Trouble with uploading model from local

Hi,

I’m trying the Clara Train SDK. It’s been working great so far! However, I have trouble uploading the trained model from local The API Visualization Tool gives Error 500: Internal Server Error. Do you have any suggestions about that? Thanks!

Hi

Thanks for your in AIAA.

Could you provide more information on the steps you did? You should do he following:

  1. load the models to the server
  2. if you are using mitk, you need to go to nvidia AIAA preference page and point it to the server.
  3. check that the models are loaded successfully by listing them. Either from mitk multiLabel segmentation, "click here link ti see Details of available models" or just use briwser link http://:5000/v1/models

Hope that helps

Hi,

Thanks for your reply. I’m having trouble with the first step you mentioned. I tried to upload files as required from the AIAA server API page. I zipped a tensorflow model in checkpoint format and modified the model config. But after I hit the “execute” button, it just showed “Internal server error” and said that “Either the server is overloaded or there is an error in the application”. I think there’s something wrong with the model format. Also, I checked this page: http://:5000/v1/models. My model did not show up.

Could you please give me some more detailed instructions about uploading the model? Thanks!

Hi there,

Let’s first try uploading our model,
then you get the idea of how that works then we can see how to upload your model.

So you can first download the model.zip and config-aiaa.json in here: https://drive.google.com/drive/folders/1xLq4hsuCxf80HN2FKbUoWlY001Me3Nmo

then let’s create a directory to put these two thing inside,

after that you go to that directory and unzip the model.zip

then you do

curl -X PUT “http://127.0.0.1:5000/admin/model/byom_segmentation_spleen
-F “config=@config-aiaa.json;type=application/json”
-F “data=@model.zip”

Then when you see something in your terminal,
Check http://:5000/v1/models again the new model should be uploaded,

Let’s try this first and see if this works.
I just tried on my machine and it worked so that’s see if everything is right on your end

Thank you so much, I’ll definitely try it!

Also, could you please explain the difference between config_aiaa.json and config_inference.json?

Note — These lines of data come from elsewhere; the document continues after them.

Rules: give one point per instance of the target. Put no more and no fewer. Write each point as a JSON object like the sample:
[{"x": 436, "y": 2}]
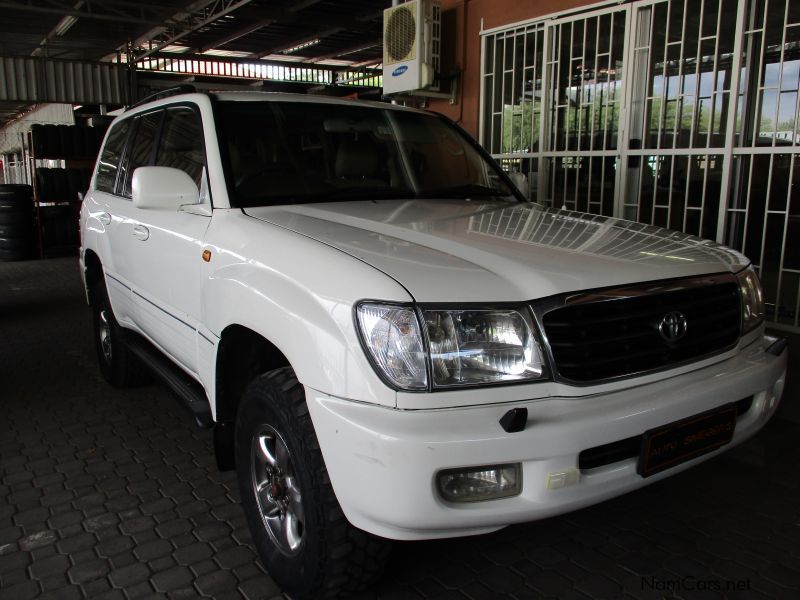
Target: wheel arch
[
  {"x": 242, "y": 355},
  {"x": 92, "y": 271}
]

Can I pass the config_inference.json to AIAA server?

Thanks!

Hi,

I am assuming you are referring to the files you see in MMAR.

config_aiaa.json is for this Clara Train AIAA server to read and play with your model.
config_inference.json is for Clara Deploy to run inference on your model.

If you check them more closely you will see
for config_inference.json it has pre-transfroms of LoadNifty/Resample/Crop

while config_aiaa.json don’t have that because it assumes that the client side has done these works
[for ex: https://github.com/NVIDIA/ai-assisted-annotation-client/blob/master/cpp-client/src/client.cpp#L242]

You definitely don’t want to pass config_inferece.json to AIAA server

Thank you so much, that really answered my question!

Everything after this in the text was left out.